Concepticon research | PanLex development

ConcepticonsUp

Most of the language varieties that we document are varieties of natural languages.

Invented languages, and controlled varieties of natural languages, also exist, and we document those, too.

Among those, some are designed to be free of ambiguity and free of synonymy. At the lexical level, a source that defines one of those avoids ever assigning more than one meaning to an expression, and avoids ever assigning a meaning to more than one expression. A language variety of that type is a concepticon. A concepticon can be understood as the language of an ontology.

We protect concepticons from degradation by sources other than those that have brought them into existence. At present, we do this by giving each concepticon the attribute “immutable”. That allows sources to assign their own meanings to expressions in a concepticon, but does not allow any source to create, delete, or modify expressions in a concepticon. It may be more appropriate, instead, to operationalize the idea of ownership of a language variety by a source, something we have not yet done.

People have been inventing concepticons since at least the 17th century. Morris Swadesh, a 20th century linguist, was one of them, and some concepticons derived from his are called “Swadesh lists”. Two of those are the basis for the PanLex Swadesh corpora.

The expressions of concepticons are, in some cases, numbers, either integers or decimal numbers. In other cases, expressions are composed of letters, or of letters and punctuation.

Reconciliation

Some concepticons aim to represent basic concepts of world-wide importance. There is, however, no agreement on what those concepts are, nor on how semantic space should properly be partitioned. Thus, there are multiple concepticons with partly overlapping concepts. If we identify equivalences among meanings of distinct concepticons, we enrich the database.

Suppose source A translates between concepticon L and 5 natural language varieties, and source B translates between concepticon M and 18 natural language varieties. If concepticons L and M have some equivalent expressions, we can document that by translating them into each other. This establishes indirect translatability between the former 5 and the latter 18 natural language varieties. Those are distance-3 translations, but, if we have satisfied ourselves that the equivalences between concepticons are definitive, we can treat translations through L and M as if they were distance-2 translations

Our concepticon research consists of inspection of concepticons and their translations and determinations of equivalence. When we discover an equivalence, we document it in the database.

PanLex Union Concepticon

The device that we use for documenting inter-concepticon equivalences is the PanLex Union Concepticon (PUC). This is a concepticon that we have created for this purpose.
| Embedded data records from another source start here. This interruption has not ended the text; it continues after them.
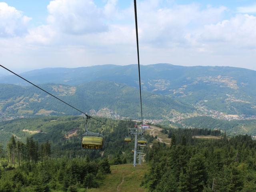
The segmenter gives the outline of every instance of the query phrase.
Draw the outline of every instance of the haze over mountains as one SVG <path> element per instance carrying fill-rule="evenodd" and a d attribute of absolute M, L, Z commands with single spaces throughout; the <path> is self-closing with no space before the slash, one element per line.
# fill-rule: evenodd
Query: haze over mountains
<path fill-rule="evenodd" d="M 106 108 L 121 117 L 134 118 L 140 116 L 138 113 L 139 96 L 138 89 L 129 86 L 138 88 L 138 74 L 137 65 L 104 65 L 73 68 L 46 68 L 20 75 L 37 84 L 67 85 L 60 86 L 61 88 L 57 84 L 40 86 L 57 96 L 64 97 L 67 101 L 78 105 L 86 112 L 92 110 L 94 114 Z M 229 67 L 184 67 L 158 64 L 142 66 L 141 77 L 142 88 L 146 91 L 142 95 L 145 118 L 177 121 L 198 115 L 225 119 L 256 117 L 255 71 Z M 0 77 L 0 83 L 30 85 L 14 75 Z M 0 91 L 4 96 L 6 94 L 4 90 L 8 92 L 9 88 L 4 90 L 2 87 Z M 29 114 L 38 114 L 43 109 L 66 114 L 78 114 L 57 104 L 54 101 L 56 99 L 46 98 L 45 94 L 39 93 L 35 88 L 12 88 L 11 92 L 14 95 L 0 98 L 7 100 L 2 102 L 2 109 L 4 107 L 8 110 L 13 104 L 10 103 L 13 100 L 12 97 L 18 94 L 19 97 L 28 97 L 26 99 L 30 101 L 27 106 Z M 28 95 L 24 94 L 26 90 L 30 90 Z M 19 101 L 19 98 L 15 98 L 14 102 Z M 44 98 L 46 99 L 43 100 Z M 22 114 L 20 110 L 19 111 Z"/>

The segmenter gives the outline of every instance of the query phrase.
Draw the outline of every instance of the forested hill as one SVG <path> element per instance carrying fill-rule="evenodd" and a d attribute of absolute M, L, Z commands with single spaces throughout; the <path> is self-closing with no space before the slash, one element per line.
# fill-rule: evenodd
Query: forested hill
<path fill-rule="evenodd" d="M 168 95 L 218 113 L 256 116 L 255 71 L 230 67 L 158 64 L 141 66 L 141 73 L 142 88 L 145 91 Z M 72 86 L 104 80 L 137 88 L 139 86 L 137 65 L 47 68 L 20 75 L 36 84 L 54 83 Z M 0 82 L 30 85 L 14 75 L 0 77 Z"/>
<path fill-rule="evenodd" d="M 95 115 L 96 112 L 103 110 L 105 112 L 102 112 L 108 113 L 110 117 L 140 118 L 139 90 L 124 84 L 101 80 L 76 87 L 55 84 L 40 86 L 91 115 Z M 194 110 L 193 107 L 170 97 L 144 91 L 142 92 L 142 96 L 143 117 L 145 118 L 160 119 L 172 110 L 182 113 L 193 113 Z M 0 100 L 2 100 L 0 107 L 2 116 L 4 116 L 8 114 L 73 115 L 81 114 L 32 86 L 22 87 L 1 84 Z M 100 113 L 98 112 L 98 116 L 100 116 Z"/>

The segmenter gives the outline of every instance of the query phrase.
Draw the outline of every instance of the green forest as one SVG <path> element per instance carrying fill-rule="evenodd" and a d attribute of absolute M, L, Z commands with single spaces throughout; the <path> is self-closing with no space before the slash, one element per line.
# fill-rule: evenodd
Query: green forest
<path fill-rule="evenodd" d="M 134 138 L 129 143 L 124 142 L 124 138 L 135 122 L 98 120 L 115 127 L 89 120 L 88 130 L 105 138 L 104 149 L 98 151 L 81 149 L 80 137 L 85 132 L 83 117 L 1 122 L 1 132 L 13 132 L 15 136 L 1 135 L 0 191 L 86 191 L 104 185 L 111 165 L 132 163 Z M 230 136 L 207 128 L 158 127 L 171 138 L 170 145 L 146 132 L 148 144 L 143 163 L 148 164 L 148 170 L 140 183 L 145 190 L 208 192 L 212 191 L 213 184 L 216 192 L 256 190 L 256 142 L 250 136 Z M 74 131 L 76 134 L 68 136 Z M 194 136 L 198 135 L 218 138 Z"/>
<path fill-rule="evenodd" d="M 97 111 L 107 108 L 121 117 L 135 119 L 140 116 L 139 113 L 134 112 L 139 111 L 140 110 L 139 102 L 134 102 L 140 100 L 139 90 L 123 84 L 108 81 L 96 81 L 78 86 L 75 92 L 67 94 L 64 93 L 64 91 L 61 93 L 58 90 L 54 90 L 52 88 L 59 88 L 60 86 L 66 87 L 63 85 L 49 84 L 40 86 L 85 112 L 90 113 L 89 111 L 92 109 Z M 189 105 L 176 101 L 170 97 L 147 92 L 143 92 L 142 93 L 142 108 L 145 111 L 144 115 L 147 119 L 161 119 L 172 109 L 184 113 L 192 113 L 194 110 L 194 108 Z M 54 115 L 80 114 L 81 113 L 76 110 L 47 95 L 47 93 L 34 87 L 22 87 L 0 84 L 0 100 L 4 101 L 1 111 L 4 113 L 8 107 L 17 104 L 12 110 L 8 112 L 10 114 L 10 115 L 16 114 L 20 109 L 25 112 L 31 111 L 31 115 L 34 116 L 42 109 L 56 112 L 53 112 Z M 28 104 L 20 107 L 18 105 L 21 100 L 22 105 L 27 102 Z M 152 108 L 154 109 L 154 111 Z"/>

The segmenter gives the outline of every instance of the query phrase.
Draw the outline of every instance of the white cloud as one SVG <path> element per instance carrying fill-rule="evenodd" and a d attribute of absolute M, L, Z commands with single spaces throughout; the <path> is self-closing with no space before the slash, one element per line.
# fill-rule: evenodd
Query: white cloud
<path fill-rule="evenodd" d="M 32 18 L 22 16 L 22 12 L 4 2 L 0 2 L 0 37 L 22 36 L 28 33 Z"/>
<path fill-rule="evenodd" d="M 237 8 L 237 12 L 241 13 L 256 13 L 256 4 L 247 7 L 240 7 Z"/>
<path fill-rule="evenodd" d="M 47 9 L 47 22 L 60 32 L 81 35 L 108 30 L 102 11 L 92 0 L 55 0 Z"/>
<path fill-rule="evenodd" d="M 209 46 L 211 42 L 232 50 L 256 49 L 256 17 L 239 14 L 216 24 L 206 25 L 201 37 L 200 40 Z"/>
<path fill-rule="evenodd" d="M 254 65 L 255 17 L 238 14 L 224 20 L 229 10 L 224 6 L 173 2 L 163 6 L 164 1 L 137 3 L 142 64 L 239 65 L 246 57 Z M 136 63 L 133 4 L 120 10 L 117 0 L 106 2 L 101 8 L 91 0 L 52 1 L 47 24 L 28 29 L 29 20 L 22 21 L 26 16 L 4 5 L 14 19 L 7 13 L 0 18 L 0 31 L 13 29 L 0 35 L 2 60 L 41 67 Z M 17 22 L 26 27 L 14 27 Z M 15 30 L 22 28 L 23 33 Z"/>

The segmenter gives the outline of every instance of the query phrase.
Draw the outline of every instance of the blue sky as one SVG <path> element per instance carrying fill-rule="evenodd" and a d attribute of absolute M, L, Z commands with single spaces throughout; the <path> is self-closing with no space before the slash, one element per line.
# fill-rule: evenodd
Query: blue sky
<path fill-rule="evenodd" d="M 6 0 L 0 59 L 12 69 L 137 63 L 133 1 Z M 182 4 L 181 3 L 182 2 Z M 140 62 L 256 70 L 256 2 L 137 1 Z"/>

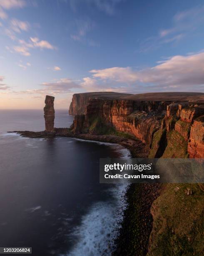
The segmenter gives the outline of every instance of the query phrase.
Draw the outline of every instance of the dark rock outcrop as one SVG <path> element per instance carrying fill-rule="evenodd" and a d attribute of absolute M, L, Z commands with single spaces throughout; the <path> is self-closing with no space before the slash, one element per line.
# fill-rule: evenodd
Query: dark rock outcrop
<path fill-rule="evenodd" d="M 53 132 L 54 122 L 55 120 L 55 109 L 54 108 L 54 100 L 55 97 L 46 95 L 45 103 L 45 106 L 44 108 L 44 118 L 45 122 L 45 131 Z"/>

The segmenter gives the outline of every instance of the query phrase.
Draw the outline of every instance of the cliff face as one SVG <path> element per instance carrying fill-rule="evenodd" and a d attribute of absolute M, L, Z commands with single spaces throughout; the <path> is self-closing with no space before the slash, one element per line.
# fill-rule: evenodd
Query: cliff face
<path fill-rule="evenodd" d="M 173 99 L 166 96 L 168 100 L 162 101 L 135 100 L 134 96 L 113 100 L 92 99 L 88 102 L 85 114 L 75 117 L 71 129 L 75 134 L 117 135 L 119 133 L 124 136 L 130 134 L 145 143 L 149 158 L 203 158 L 203 95 L 198 95 L 197 101 L 195 95 L 189 95 L 190 100 L 189 96 L 185 98 L 182 96 L 182 100 L 175 98 L 175 95 Z M 159 97 L 158 94 L 157 97 Z M 156 196 L 154 192 L 153 203 L 153 200 L 150 202 L 148 199 L 142 201 L 142 206 L 138 204 L 139 194 L 135 191 L 132 192 L 129 210 L 132 211 L 128 215 L 129 220 L 139 216 L 142 205 L 146 207 L 148 204 L 151 205 L 149 210 L 153 227 L 150 237 L 146 238 L 147 255 L 202 253 L 203 185 L 163 184 L 159 196 L 154 200 L 158 195 Z M 132 243 L 129 254 L 137 255 L 139 251 L 136 248 L 142 242 L 142 239 L 137 241 L 137 238 L 149 227 L 151 218 L 144 218 L 144 224 L 133 219 L 134 222 L 130 221 L 128 224 L 127 233 L 125 230 L 124 232 Z M 140 223 L 141 227 L 138 224 Z M 132 236 L 130 234 L 133 234 Z M 122 246 L 124 246 L 120 248 L 122 252 L 126 250 L 127 244 Z"/>
<path fill-rule="evenodd" d="M 54 122 L 55 120 L 55 109 L 54 100 L 55 97 L 46 95 L 44 108 L 44 118 L 45 122 L 45 131 L 53 132 L 54 131 Z"/>
<path fill-rule="evenodd" d="M 82 115 L 85 114 L 86 108 L 90 98 L 101 99 L 119 99 L 122 97 L 130 95 L 127 93 L 119 93 L 112 92 L 85 92 L 76 93 L 72 96 L 72 102 L 69 110 L 70 115 Z"/>
<path fill-rule="evenodd" d="M 91 99 L 73 129 L 75 133 L 129 133 L 145 143 L 150 157 L 201 157 L 203 115 L 202 103 Z"/>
It is a union, i.e. a minimal superset, of the other concepticons that we have chosen to reconcile.

The PUC is (currently) based on the following other concepticons:

art-000 PanLem
art-012 Swadesh 207
art-245 Swadesh 100
art-257 LWT Code
art-260 Swadesh 200
art-261 SILCAWL
art-266 Swadesh-Gudschinsky 200
art-267 ALCAM 120
art-268 ABVD 210
art-269 ℤ
art-270 LEGO Concepticon
art-277 Swadesh-Yakhontov 110

The source that performs this reconciliation is art:Colowick, “A Union of Concepticons”, by Susan Colowick and Jonathan Pool.

In order to accommodate the 12 component concepticons, PUC has 3,545 expressions.

Future work

We may incorporate additional concepticons into PUC. Among those under consideration are Semantic Domains (art-292; 1,792 expressions) and DCMI Metadata Terms (art-301; 112 expressions).

Related work

In late 02016 another research group published the CLLD Concepticon (art-mul:CC), a major effort to map concepticons to each other. We have not yet examined that work to assess its potential applications in PanLex.